Le cas de ce Belge de 16 ans, né au Maroc, n'est pas unique. Les attentats jihadistes du 22 mars 2016 à Bruxelles - 32 morts et plus de 320 blessés - ont provoqué une poussée d'islamophobie.
"Au fond de moi, ça m'a fait mal, mais pour ne pas le montrer, j'ai rigolé avec tout le monde", se rappelle le jeune Bruxellois, qui a finalement quitté après trois mois l'établissement, situé en Wallonie (sud). "Tout ça en raison de mes origines".
Ces attentats ont créé une atmosphère pesante pour les personnes musulmanes ou perçues comme telles, a constaté dès le mois d'avril "Unia", le Centre pour l'égalité des chances et la lutte contre le racisme.
"On ne peut pas nier la réalité: les attentats ont laissé des traces. Il y a plus de peur, de regards suspicieux", selon Patrick Charlier, le directeur d'Unia, qui a noté en particulier une aggravation du "degré de violence" des actes d'islamophobie dans les semaines suivantes.
Ce constat est partagé par le Collectif contre l'islamophobie en Belgique (CCIB). "Les actes islamophobes ont augmenté en quantité et en gravité", affirme à l'AFP son vice-président, Hajib El Hajjaji.
Cette ONG a recensé 120 comportements racistes envers des musulmans en 2016, dont "au moins un chaque jour" dans le mois qui a suivi les attaques, souligne M. El Hajjaji.
L'islamophobie touche en particulier des musulmanes: insultes, passage du propos haineux à l'agression physique.
Le CCIB cite le cas d'un homme frappant de sa mallette et poussant violemment une femme qui sortait d'un hôpital, aux cris de "Sale race de m.... d'Arabes".
Le monde du travail "n'échappe pas à cette polarisation de la société", souligne Patrick Charlier. L'an dernier, les dossiers ouverts par son centre sur base de critères raciaux ou de conviction religieuse ont augmenté respectivement de 14 et 91%.
Le sport est lui aussi touché. Le footballeur Idriss Saadi, qui évolue en 1re division belge, a laissé éclater sa colère à la TV après s'être fait traiter de "sale Arabe, sale terroriste" des tribunes.
"On est dans une époque où ces mots-là ont une certaine portée. C'est très grave", déplorait à chaud ce Franco-algérien de 25 ans.
"On ne voit que la partie visible de l'iceberg" car beaucoup de victimes n'osent pas se signaler en raison du "contexte terroriste" ou de la "perte de confiance dans des institutions comme la police", relève le vice-président du CCIB, tout en faisant état de "gestes d'amitié, d'ouverture et de dialogue".

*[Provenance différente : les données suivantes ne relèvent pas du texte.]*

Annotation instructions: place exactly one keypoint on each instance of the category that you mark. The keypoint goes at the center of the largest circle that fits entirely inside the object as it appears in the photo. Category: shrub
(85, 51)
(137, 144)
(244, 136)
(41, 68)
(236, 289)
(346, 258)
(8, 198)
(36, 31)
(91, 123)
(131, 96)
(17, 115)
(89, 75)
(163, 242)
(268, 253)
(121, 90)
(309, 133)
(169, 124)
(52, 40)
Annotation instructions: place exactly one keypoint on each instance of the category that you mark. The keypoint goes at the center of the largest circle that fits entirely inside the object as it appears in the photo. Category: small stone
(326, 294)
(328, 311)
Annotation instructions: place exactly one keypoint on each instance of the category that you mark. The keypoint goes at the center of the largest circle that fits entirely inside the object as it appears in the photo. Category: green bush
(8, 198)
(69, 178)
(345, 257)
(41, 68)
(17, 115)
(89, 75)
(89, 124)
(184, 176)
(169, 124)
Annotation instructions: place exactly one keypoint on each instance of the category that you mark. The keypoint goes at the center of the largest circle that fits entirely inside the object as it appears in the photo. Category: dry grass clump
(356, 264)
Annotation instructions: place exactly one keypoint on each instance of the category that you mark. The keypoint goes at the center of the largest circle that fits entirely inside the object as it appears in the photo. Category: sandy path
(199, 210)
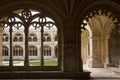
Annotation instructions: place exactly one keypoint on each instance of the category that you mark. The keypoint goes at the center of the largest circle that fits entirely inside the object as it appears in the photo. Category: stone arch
(112, 13)
(40, 7)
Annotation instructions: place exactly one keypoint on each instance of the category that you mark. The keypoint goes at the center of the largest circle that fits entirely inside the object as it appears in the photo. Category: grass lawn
(46, 63)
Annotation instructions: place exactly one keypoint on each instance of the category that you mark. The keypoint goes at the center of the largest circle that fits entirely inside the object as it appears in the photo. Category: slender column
(11, 53)
(42, 60)
(26, 63)
(1, 46)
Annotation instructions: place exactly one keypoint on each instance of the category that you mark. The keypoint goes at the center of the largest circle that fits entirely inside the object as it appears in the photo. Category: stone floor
(96, 74)
(103, 73)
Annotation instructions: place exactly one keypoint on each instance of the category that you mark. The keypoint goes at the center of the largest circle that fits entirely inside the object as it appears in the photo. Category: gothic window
(5, 51)
(15, 39)
(48, 39)
(17, 51)
(47, 51)
(25, 24)
(56, 38)
(32, 51)
(32, 38)
(5, 37)
(43, 38)
(29, 39)
(18, 38)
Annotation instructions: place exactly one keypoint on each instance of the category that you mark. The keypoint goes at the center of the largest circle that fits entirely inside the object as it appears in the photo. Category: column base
(44, 75)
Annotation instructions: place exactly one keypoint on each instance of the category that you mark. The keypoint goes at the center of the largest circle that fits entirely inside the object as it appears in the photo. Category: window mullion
(11, 54)
(26, 63)
(42, 60)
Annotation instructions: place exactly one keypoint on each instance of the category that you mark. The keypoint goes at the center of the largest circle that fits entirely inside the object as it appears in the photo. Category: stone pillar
(106, 60)
(1, 46)
(52, 52)
(95, 60)
(71, 57)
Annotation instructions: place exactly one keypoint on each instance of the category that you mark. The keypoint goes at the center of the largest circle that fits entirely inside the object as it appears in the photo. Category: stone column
(71, 57)
(1, 30)
(106, 60)
(96, 55)
(52, 52)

La réponse des autorités, après les attentats de Paris et Bruxelles, a été la mise en place d'un "Plan Canal", dont l'objectif est de lutter contre la radicalisation dans certaines communes, comme Molenbeek, situées le long du canal de Bruxelles.
S'il contient un volet préventif, ce plan mise surtout sur la lutte contre les trafics, source de financement du terrorisme. Il s'est traduit par un renforcement de la présence des forces de l'ordre.
Problème: des policiers pratiquent le "profilage ethnique" lors de contrôles, une "pratique illégale", accuse la Ligue belge des droits de l'Homme.
"Notre Premier ministre (Charles Michel) doit, à l'instar du Premier ministre canadien Justin Trudeau, envoyer des messages positifs de reconnaissance et de refus des amalgames et de la haine", estime Hajib El Hajjaji, en citant en exemple le "Plan municipal de lutte contre l'islamophobie" de Barcelone.
La capitale catalane s'est donnée 18 mois pour améliorer l'image des musulmans, mettre en valeur la diversité religieuse et lutter contre les discriminations.
Une vision qui corrobore celle du père d'Ahmed, Zine El Aabedin. "On ne peut pas accuser toute une communauté parce qu'un imbécile a posé une bombe. On veut vivre, créer une génération qui agisse pour le bien de la Belgique. On n'est pas là pour poser de bombes. Vous comprenez ce que je veux dire?"